TORONTO — Masai Ujiri believes there are three ways to build a successful NBA team: the draft, via trade or in free agency.

The Raptors president said at his season-ending news conference on Wednesday that his front office has done well to turn the team's fortunes around and Toronto is poised return to the post-season.

Ujiri acknowledged it was a fine line to walk trying improve the Raptors this season without damaging their position in this summer's NBA Draft.

"We have to play the game and try to play the game the best we can," said Ujiri in the media centre of Toronto's OVO Athletic Centre. "And also take care of our business and trying to build our team depending on the markets that you are or the way you can acquire players.

"We tried to attack to the odds in the lottery and see what we can do."

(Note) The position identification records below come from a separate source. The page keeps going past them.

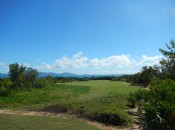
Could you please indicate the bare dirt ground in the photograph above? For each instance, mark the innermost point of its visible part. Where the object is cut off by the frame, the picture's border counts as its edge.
(136, 125)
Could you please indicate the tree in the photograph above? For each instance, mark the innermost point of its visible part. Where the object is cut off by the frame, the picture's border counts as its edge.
(168, 63)
(30, 76)
(16, 74)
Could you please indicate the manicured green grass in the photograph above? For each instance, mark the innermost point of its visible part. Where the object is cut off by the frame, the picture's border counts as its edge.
(21, 122)
(103, 101)
(103, 87)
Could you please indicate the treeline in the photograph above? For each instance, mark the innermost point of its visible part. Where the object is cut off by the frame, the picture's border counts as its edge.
(21, 77)
(156, 105)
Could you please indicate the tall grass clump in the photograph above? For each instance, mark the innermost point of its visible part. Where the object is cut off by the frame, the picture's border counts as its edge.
(157, 107)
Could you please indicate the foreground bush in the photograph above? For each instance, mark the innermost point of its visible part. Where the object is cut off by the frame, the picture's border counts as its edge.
(157, 106)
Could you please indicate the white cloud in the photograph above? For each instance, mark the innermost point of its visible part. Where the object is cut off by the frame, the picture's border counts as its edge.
(108, 65)
(145, 60)
(78, 55)
(77, 61)
(2, 63)
(119, 61)
(173, 10)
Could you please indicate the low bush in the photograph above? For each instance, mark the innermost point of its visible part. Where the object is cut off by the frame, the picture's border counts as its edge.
(4, 92)
(158, 105)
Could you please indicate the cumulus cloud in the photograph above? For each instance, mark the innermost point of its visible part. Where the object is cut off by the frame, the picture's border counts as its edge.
(112, 64)
(119, 61)
(77, 61)
(145, 60)
(2, 63)
(173, 10)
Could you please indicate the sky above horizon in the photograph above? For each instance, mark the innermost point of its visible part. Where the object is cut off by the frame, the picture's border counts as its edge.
(85, 36)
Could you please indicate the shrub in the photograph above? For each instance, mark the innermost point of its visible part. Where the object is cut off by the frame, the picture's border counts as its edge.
(158, 105)
(40, 83)
(4, 92)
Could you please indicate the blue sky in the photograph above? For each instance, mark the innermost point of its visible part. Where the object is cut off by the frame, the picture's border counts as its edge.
(85, 36)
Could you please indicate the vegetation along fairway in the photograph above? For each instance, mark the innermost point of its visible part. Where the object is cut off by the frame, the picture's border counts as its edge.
(23, 122)
(100, 100)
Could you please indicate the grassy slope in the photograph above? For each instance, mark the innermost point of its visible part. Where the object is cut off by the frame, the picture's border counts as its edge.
(21, 122)
(98, 100)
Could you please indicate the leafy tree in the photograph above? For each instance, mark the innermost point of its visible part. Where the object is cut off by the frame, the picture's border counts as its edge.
(16, 74)
(30, 76)
(168, 63)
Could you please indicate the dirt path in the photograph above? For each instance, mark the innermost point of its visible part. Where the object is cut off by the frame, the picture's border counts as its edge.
(62, 115)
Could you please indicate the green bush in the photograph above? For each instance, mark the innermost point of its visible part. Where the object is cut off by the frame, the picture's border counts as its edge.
(157, 106)
(4, 92)
(41, 83)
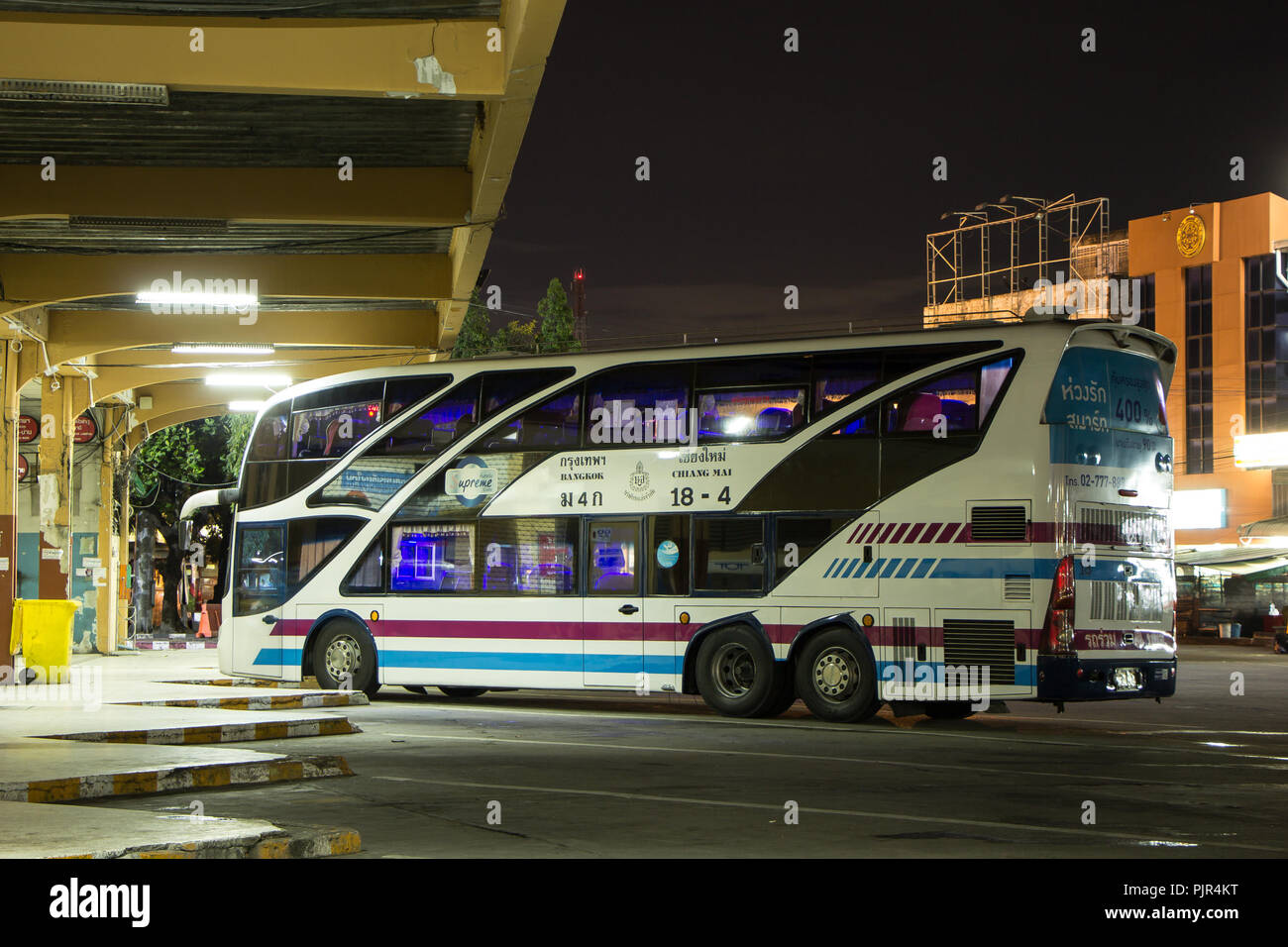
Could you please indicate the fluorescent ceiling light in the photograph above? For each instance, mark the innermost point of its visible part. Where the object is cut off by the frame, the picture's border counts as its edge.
(233, 348)
(1198, 509)
(104, 93)
(246, 379)
(1252, 451)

Toronto (30-52) finished seven games out of the Eastern Conference's final play-in spot. That gives the Raptors the seventh-worst record in the NBA, with a 31.9 per cent chance of getting a top-four pick and a 7.5 per cent shot at the first-overall selection at the NBA Draft Lottery on May 12.

Duke Blue Devils guard Cooper Flagg is the consensus top pick in the draft to be held on June 25, but Ujiri said it's a particularly promising group of players to choose from.

"Wherever we fall, we're going to go for the best talent available," said Ujiri. "I know it's the answer everybody gives or maybe we give, but it's a unique draft, and we feel that we will have a talented player available, and we'll try to get one that fits our ball club."

The Raptors entered the 2024 draft with just one pick but, through trades and a free agent signing, wound up with five rookies: Ja'Kobe Walter (19th overall), Jonathan Mogbo (31st), Jamal Shead (45th), Ulrich Chomche (57th) and Jamison Battle (undrafted free agent). Chomche missed most of the season when he tore his ulnar collateral ligament in February, but the other four all impressed.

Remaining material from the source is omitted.